対話とモノローグ

        弁証法のゆくえ

弁証法の創始者

2005-02-13 | 弁証法
  ヘーゲルは、『哲学史講義』の中で、弁証法の創始者として、ゼノン・ヘラクレイトス・プラトンの三人をあげています。
 わたしなりに、この三人を位置づけしてみたいと思います。そして次に、わたしが想定する弁証法の創始者を対置したいと思います。

 ゼノンは弁証法的矛盾です。ヘーゲルは、ゼノンの論理を逆手にとって、運動は存在する矛盾そのものである、と考えました。
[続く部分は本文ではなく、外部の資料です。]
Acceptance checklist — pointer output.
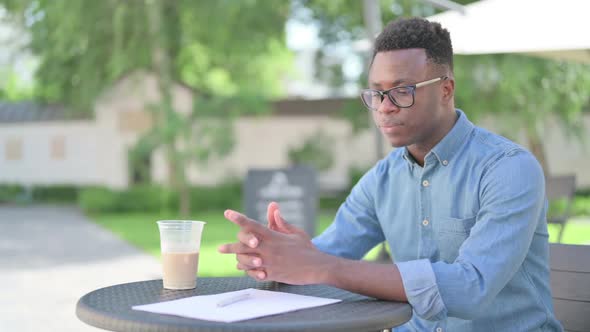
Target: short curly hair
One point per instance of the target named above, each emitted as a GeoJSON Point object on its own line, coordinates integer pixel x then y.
{"type": "Point", "coordinates": [417, 33]}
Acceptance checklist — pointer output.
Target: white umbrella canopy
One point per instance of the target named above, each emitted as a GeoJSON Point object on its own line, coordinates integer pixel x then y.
{"type": "Point", "coordinates": [546, 28]}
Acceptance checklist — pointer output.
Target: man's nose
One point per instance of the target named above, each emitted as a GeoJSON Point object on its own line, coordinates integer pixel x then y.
{"type": "Point", "coordinates": [387, 106]}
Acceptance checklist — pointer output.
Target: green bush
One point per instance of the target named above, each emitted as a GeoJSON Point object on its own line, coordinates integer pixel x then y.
{"type": "Point", "coordinates": [153, 198]}
{"type": "Point", "coordinates": [55, 194]}
{"type": "Point", "coordinates": [581, 206]}
{"type": "Point", "coordinates": [221, 197]}
{"type": "Point", "coordinates": [149, 198]}
{"type": "Point", "coordinates": [98, 199]}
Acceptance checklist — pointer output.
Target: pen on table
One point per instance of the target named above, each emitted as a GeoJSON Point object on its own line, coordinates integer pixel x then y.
{"type": "Point", "coordinates": [230, 300]}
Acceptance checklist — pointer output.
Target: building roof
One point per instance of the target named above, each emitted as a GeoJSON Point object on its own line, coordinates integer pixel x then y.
{"type": "Point", "coordinates": [28, 111]}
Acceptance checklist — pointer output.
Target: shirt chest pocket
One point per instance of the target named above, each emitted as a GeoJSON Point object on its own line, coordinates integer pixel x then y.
{"type": "Point", "coordinates": [450, 233]}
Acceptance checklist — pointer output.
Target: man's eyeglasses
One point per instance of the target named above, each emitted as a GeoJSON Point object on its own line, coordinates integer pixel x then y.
{"type": "Point", "coordinates": [401, 96]}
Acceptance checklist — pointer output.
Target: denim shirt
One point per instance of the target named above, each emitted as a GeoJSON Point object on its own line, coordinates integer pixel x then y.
{"type": "Point", "coordinates": [467, 231]}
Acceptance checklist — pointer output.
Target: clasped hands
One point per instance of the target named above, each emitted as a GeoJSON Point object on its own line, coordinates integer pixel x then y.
{"type": "Point", "coordinates": [279, 252]}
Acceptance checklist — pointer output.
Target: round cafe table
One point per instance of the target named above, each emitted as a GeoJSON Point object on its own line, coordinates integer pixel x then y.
{"type": "Point", "coordinates": [110, 309]}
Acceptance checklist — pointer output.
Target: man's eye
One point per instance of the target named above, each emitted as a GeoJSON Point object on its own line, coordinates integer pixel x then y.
{"type": "Point", "coordinates": [403, 91]}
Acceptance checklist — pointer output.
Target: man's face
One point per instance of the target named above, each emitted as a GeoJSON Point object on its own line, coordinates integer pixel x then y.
{"type": "Point", "coordinates": [415, 124]}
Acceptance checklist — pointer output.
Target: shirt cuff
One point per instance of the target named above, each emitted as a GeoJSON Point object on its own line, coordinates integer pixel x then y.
{"type": "Point", "coordinates": [421, 289]}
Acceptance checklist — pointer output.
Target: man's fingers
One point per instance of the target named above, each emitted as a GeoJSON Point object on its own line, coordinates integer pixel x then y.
{"type": "Point", "coordinates": [270, 215]}
{"type": "Point", "coordinates": [249, 261]}
{"type": "Point", "coordinates": [244, 222]}
{"type": "Point", "coordinates": [257, 274]}
{"type": "Point", "coordinates": [248, 239]}
{"type": "Point", "coordinates": [284, 226]}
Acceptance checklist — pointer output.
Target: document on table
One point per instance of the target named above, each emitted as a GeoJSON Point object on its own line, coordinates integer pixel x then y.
{"type": "Point", "coordinates": [236, 306]}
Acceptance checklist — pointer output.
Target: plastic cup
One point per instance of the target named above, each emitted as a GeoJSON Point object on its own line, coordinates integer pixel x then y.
{"type": "Point", "coordinates": [180, 243]}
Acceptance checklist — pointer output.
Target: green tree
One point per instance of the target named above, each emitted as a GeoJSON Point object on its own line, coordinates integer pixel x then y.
{"type": "Point", "coordinates": [521, 92]}
{"type": "Point", "coordinates": [231, 53]}
{"type": "Point", "coordinates": [524, 93]}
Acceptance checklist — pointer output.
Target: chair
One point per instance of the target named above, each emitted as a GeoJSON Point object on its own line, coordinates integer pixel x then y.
{"type": "Point", "coordinates": [570, 285]}
{"type": "Point", "coordinates": [561, 187]}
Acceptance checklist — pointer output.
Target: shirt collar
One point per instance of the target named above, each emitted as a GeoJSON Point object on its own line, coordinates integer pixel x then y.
{"type": "Point", "coordinates": [446, 148]}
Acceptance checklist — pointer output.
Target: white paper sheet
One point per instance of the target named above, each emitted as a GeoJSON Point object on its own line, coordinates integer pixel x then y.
{"type": "Point", "coordinates": [260, 303]}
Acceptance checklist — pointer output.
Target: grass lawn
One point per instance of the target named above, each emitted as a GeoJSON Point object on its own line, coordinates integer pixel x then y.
{"type": "Point", "coordinates": [140, 230]}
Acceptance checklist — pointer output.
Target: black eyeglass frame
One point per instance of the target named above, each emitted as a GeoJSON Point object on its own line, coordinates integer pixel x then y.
{"type": "Point", "coordinates": [412, 88]}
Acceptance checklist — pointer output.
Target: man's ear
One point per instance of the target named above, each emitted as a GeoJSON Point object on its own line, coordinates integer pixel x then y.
{"type": "Point", "coordinates": [448, 89]}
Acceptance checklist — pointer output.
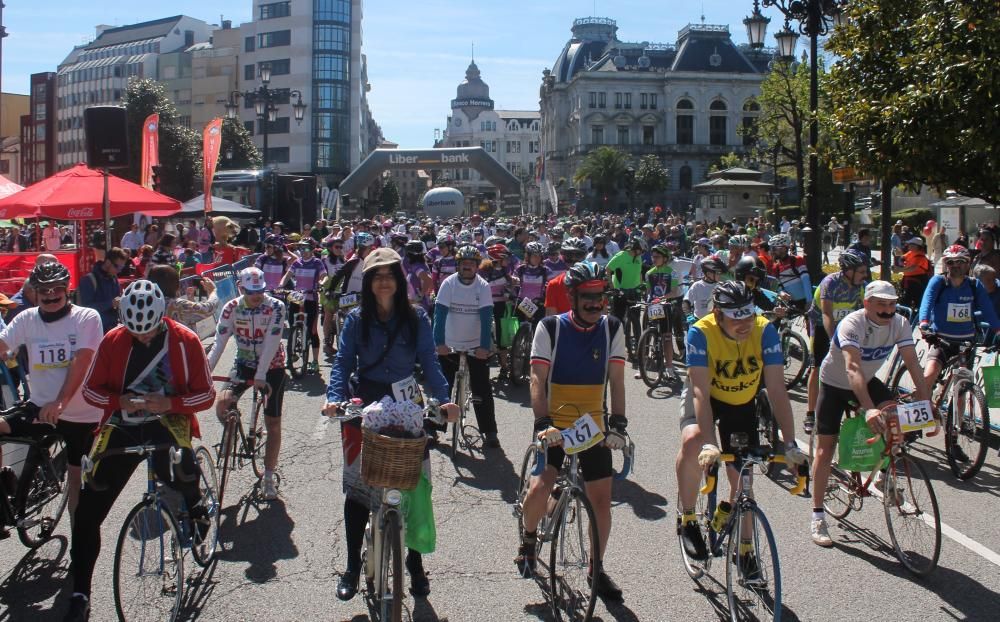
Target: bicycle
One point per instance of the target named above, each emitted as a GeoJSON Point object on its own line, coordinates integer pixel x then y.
{"type": "Point", "coordinates": [569, 524]}
{"type": "Point", "coordinates": [967, 419]}
{"type": "Point", "coordinates": [753, 577]}
{"type": "Point", "coordinates": [388, 469]}
{"type": "Point", "coordinates": [238, 445]}
{"type": "Point", "coordinates": [908, 499]}
{"type": "Point", "coordinates": [33, 502]}
{"type": "Point", "coordinates": [148, 571]}
{"type": "Point", "coordinates": [520, 349]}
ゼノンはヘーゲル弁証法の出発点です。

 ゼノンは「弁証法的矛盾」、そして、ヘラクレイトスは「否定的理性」、プラトンは「肯定的理性」と対応していると考えます。

 いいかえれば、ヘーゲルがあげた三人は、「論理的なものの三側面」の内的な構造と対応していると考えます。

 ちなみに、許萬元はゼノンを内在主義、ヘラクレイトスを歴史主義、プラトンを総体主義と対応させています。

 ヘーゲルの弁証法には、「存在の弁証法」と「認識の弁証法」が、混在しています。わたしの試みは、「存在の弁証法」から「認識の弁証法を」切り離すことです。また、「論理的なものの三側面」を、矛盾律を前提として、再構成することです。いいかえれば、ヘーゲル弁証法から「矛盾」を排除して、「対話」を核心に据えた弁証法を提起することです。

 わたしから見ると、ゼノン・ヘラクレイトス・プラトンの三人は、弁証法の創始者ではありません。

 ゼノンとヘラクレイトスが、立ち去ります。代わりに、来るのが、アリストテレスです。アリストテレスは「矛盾律」の象徴です。プラトンは、そのまま残りますが、「肯定的理性」ではなく、「対話」の象徴です。

 プラトンとアリストテレスが、弁証法の創始者です。ヘーゲル弁証法の創始者の三人、ゼノン・ヘラクレイトス・プラトンに対置しておきたいと思います。プラトンは「対話」の象徴です。アリストテレスは「矛盾律」の象徴です。

 プラトンとアリストテレス。この二人が、ヘーゲル弁証法の合理的核心に対応します。